In my attempt to “follow” Benedict’s Rule as a stay at home mom that means I’m attempting to wake at 6. This morning it was 6:15 after a week of hearing my alarm at 6:05 and sleeping until 6:30. (I have a problem.)
And, you see, I can’t stay in bed all cozy and snuggled up to my hunk of a husband, without hearing my new friend Benedict in my head, pleading in all earnestness: “All should be prepared to rise immediately without any delay as soon as the signal to get up is given; then they should hurry to see who can get first to the oratory for the work of God” (RB, Chapter 22).
Benedict is a really sweet guy. And he’s so sure that I can actually rise without delay.
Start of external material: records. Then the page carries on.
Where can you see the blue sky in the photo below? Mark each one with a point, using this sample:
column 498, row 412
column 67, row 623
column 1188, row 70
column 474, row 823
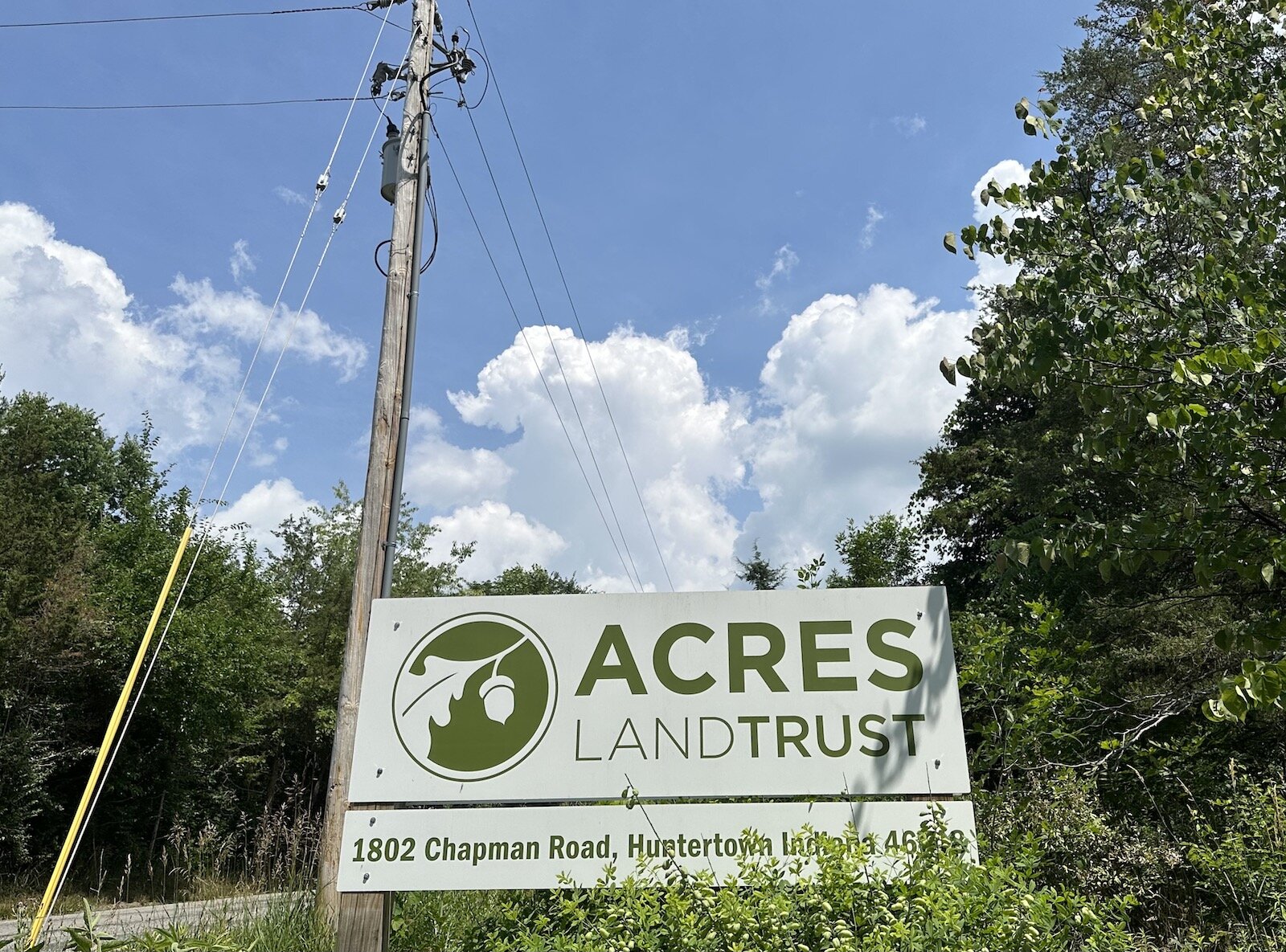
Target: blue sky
column 747, row 201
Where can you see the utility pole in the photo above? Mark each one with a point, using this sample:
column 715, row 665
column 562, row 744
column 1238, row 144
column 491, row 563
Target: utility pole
column 362, row 919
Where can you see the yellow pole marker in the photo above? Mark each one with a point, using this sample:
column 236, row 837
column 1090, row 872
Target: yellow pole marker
column 109, row 739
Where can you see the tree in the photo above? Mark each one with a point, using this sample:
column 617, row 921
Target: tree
column 535, row 580
column 1149, row 291
column 759, row 572
column 314, row 574
column 881, row 553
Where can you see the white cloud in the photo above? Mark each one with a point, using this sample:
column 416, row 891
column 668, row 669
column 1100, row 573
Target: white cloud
column 289, row 195
column 445, row 474
column 990, row 270
column 260, row 510
column 683, row 446
column 910, row 125
column 855, row 396
column 72, row 330
column 241, row 263
column 242, row 315
column 68, row 329
column 784, row 264
column 510, row 538
column 868, row 231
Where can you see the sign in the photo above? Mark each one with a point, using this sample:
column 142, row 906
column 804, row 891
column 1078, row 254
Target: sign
column 698, row 694
column 527, row 848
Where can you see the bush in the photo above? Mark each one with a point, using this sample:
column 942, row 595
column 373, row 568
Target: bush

I’ve committed myself to applying his monk rules to my life for one year and I’m kind of annoyed that this is the advice that’s hardest for me to follow. So, last night, I did what monks since the sixth century have been doing: I set the alarm on my phone in addition to the one playing music near my head and I placed that phone across the room.
Last night, while brushing our teeth and discussing my new two-alarm strategy, my husband said, “I need your help.” He said this a little gurgly through a barrier of toothpaste foam, but I understood him. “At 6:30, will you turn on the light, come over to my side of the bed, pull the covers off me and force me to sit up?”
Benedict doesn’t exactly say that a brother should pull the covers off his still snoozing elder. Technically he’s hoping said brother will “quietly give encouragement.” And, technically, Chris is not my elder. I’m proud to be a grade smarter than the man. But the quiet encouragement thing is something I could learn. Usually, I’m sitting across the room drinking coffee, barking, “Are you still not up yet?” every five minutes.
So, here I am, one hour later, having made it through two cups of espresso (are monks allowed strong coffee during vigils?), celebrating the fact that it’s 7:19 and my son has not woken up yet and thankful that my new discipline is allowing me time to participate in what Benedict calls “the work of God,” because, let’s face it, prayer is work. It’s hard to sit alone and set your mind on Christ. It’s difficult to let the first words out your mouth be: “O Lord open my lips and my mouth will declare your praise.”
So, I’m writing on my couch, still robed in my pjs, thankful for the chance to watch for God before dawn. Thankful that I’m entering this day having been reminded that God’s strength is worth looking for.